Oui, la prohibition a échoué, c’était une mauvaise politique, tout le monde lui aurait pardonné si elle avait réussi, ce n’est pas le cas, ni en termes de santé publique, ni en termes de sécurité publique. Mais ce n’est pas parce que quelque chose est faux que l’inverse va être vrai. Aussi, s’il y a une légalisation, l’argent dégagé doit être en grande partie alloué aux programmes de prévention, de réduction des risques et d’accès aux soins. La légalisation ne suffira pas à régler les problèmes. Cela diminuera les impuretés, ça diminuera les contacts mafieux, ça diminuera l’insécurité publique, en ce qui concerne le cannabis. Mais nous, ce qui nous intéresse en tant que médecins c’est comment diminuer la consommation et comment réduire le nombre d'événements indésirables, dont évidemment la dépendance.
Nous sommes bien placés en France pour savoir que lorsqu’on interdit, ça donne l’échec que l’on connaît comme par exemple avec le cannabis, et lorsqu’on autorise, ça donne 130 000 morts par an, liés à l’alcool (50 000 morts par an) et le tabac (79 000 morts par an). Face à ça, nous n’avons pas développé des outils aussi marquants que ceux de la Sécurité routière, tel un petit bandeau qui dirait par exemple : « Attention, au mois de février 0,3 % de morts en plus ». Manquent également de fortes actions de coordination que l’on a pourtant su mettre en place face à l’épidémie de VIH Sida. Cela prouve que la France dispose du savoir faire, face à des problèmes aussi compliqués que l’insécurité routière ou l’épidémie de VIH/Sida. Nous travaillons avec des gens remarquables que ce soit à la MILDECA ou à la DGS qui pourraient mener des politiques de santé des addictions, si les budgets étaient beaucoup plus importants, notamment pour la prévention.
JIM.fr : Quel est votre bilan des actions de lutte contre les toxicomanies menées ces dernières années ?
Dr William Lowenstein : Nous avons assisté à des évolutions très importantes qui seront l’objet de points saillants lors du congrès. Il faut d’abord insister sur une avancée extraordinaire, qui confirme bien qu’il existe une médecine des addictions : l’arrivée des traitements antiviraux pour l’hépatite C. C’est une révolution thérapeutique aussi importante que celle que l’on avait connu en 1994 avec les trithérapies contre le sida. Aussi, faut-il insister sur l’importance de sensibiliser tout le monde, les médecins généralistes et psychiatres, au dépistage, à la réalisation d’un bilan qui n’est plus invasif et à l’accès au traitement. Nous serions entièrement satisfaits si ce congrès ne pouvait servir qu’à ça : insister sur la nécessité du dépistage, parce que désormais ça s’investigue facilement et ça se traite facilement.
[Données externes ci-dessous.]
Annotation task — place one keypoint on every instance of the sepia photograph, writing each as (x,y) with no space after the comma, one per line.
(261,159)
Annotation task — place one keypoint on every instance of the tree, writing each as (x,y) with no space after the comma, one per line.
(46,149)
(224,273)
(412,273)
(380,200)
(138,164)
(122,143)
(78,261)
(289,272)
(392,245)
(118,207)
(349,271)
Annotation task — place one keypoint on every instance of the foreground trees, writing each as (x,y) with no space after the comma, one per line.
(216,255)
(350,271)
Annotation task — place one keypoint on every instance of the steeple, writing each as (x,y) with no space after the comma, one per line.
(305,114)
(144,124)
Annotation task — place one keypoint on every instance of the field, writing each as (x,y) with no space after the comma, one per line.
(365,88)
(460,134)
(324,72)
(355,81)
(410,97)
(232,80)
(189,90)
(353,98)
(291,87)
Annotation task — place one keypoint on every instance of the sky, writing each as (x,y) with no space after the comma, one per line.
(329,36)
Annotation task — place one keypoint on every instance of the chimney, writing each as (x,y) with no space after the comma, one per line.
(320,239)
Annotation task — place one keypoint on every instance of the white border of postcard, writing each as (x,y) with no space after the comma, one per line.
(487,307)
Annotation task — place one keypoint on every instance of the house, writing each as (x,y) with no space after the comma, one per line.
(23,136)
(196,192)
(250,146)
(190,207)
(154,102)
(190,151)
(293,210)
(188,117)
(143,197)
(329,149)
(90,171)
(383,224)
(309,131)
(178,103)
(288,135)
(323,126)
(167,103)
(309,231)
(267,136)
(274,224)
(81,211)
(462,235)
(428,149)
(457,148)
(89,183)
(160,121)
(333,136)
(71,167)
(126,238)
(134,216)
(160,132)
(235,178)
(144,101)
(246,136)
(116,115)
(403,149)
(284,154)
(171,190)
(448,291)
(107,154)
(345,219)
Traitements de modération pour l’alcool : des avancées extraordinaires

La seconde avancée concerne les traitements dits addictolytiques ou de modération pour l’alcool. Leur arrivée a été, vous le savez, précédée de débats qui font le charme franco-français. Si ces traitements ne sont pas la panacée, ils ouvrent des possibilités thérapeutiques très différentes que cette machine à perdre qu’est l’entrée en abstinence qui s’est imposée pendant des décennies. Là encore, comme dans le cas des antiviraux pour l’hépatite C, cela offre un nouveau rôle à l’ensemble des médecins. Nous disposons en effet, outre les nouveaux traitements, de diagnostics rapides pour l’alcool. Il ne s’agit nullement de vouloir transformer en psycho addictologue chaque médecin généraliste. Le but de ce e-congrès est d’insister sur le fait que oui certaines situations vous prendront peut-être plus de temps que d’autres, comme une personne avec une poly pathologie, un diabète compliqué ou une connectivite, mais face à la plupart des addictions il est possible de faire un diagnostic rapide et surtout de proposer des traitements notamment dans l’alcolo dépendance. Bien entendu, les thérapies ne sont pas efficaces à 100 % mais même si elles ne le sont qu’à 60 % c’est déjà extraordinaire.

L’e-cigarette doit s’imposer officiellement

Une troisième avancée concerne la e-cigarette. Face au principal serial et banal killer qu’est le tabac, pour la première fois nous avons une solution choisie par les usagers eux-mêmes. Un million de personnes auraient arrêté avec la e-cigarette, deux millions auraient réduit leur consommation. Les médecins doivent s’en emparer et pouvoir être informés sur l’efficacité de ce vapotage et, au contraire de ce qu’à tendance à faire la presse, y compris la presse médicale, sur l’absence de dangerosité du vapotage. La e-cigarette, le vapotage, a fait la preuve de son efficacité pour le sevrage, fera sûrement la preuve de son efficacité pour la réduction des consommations et ne montrera pas d’inconvénients, y compris d’incitation à plus fumer pour les jeunes. Il faut que la e-cigarette puisse maintenant officiellement et tranquillement faire partie de l’arsenal thérapeutique pour le sevrage de cette drogue qui tue le plus en France.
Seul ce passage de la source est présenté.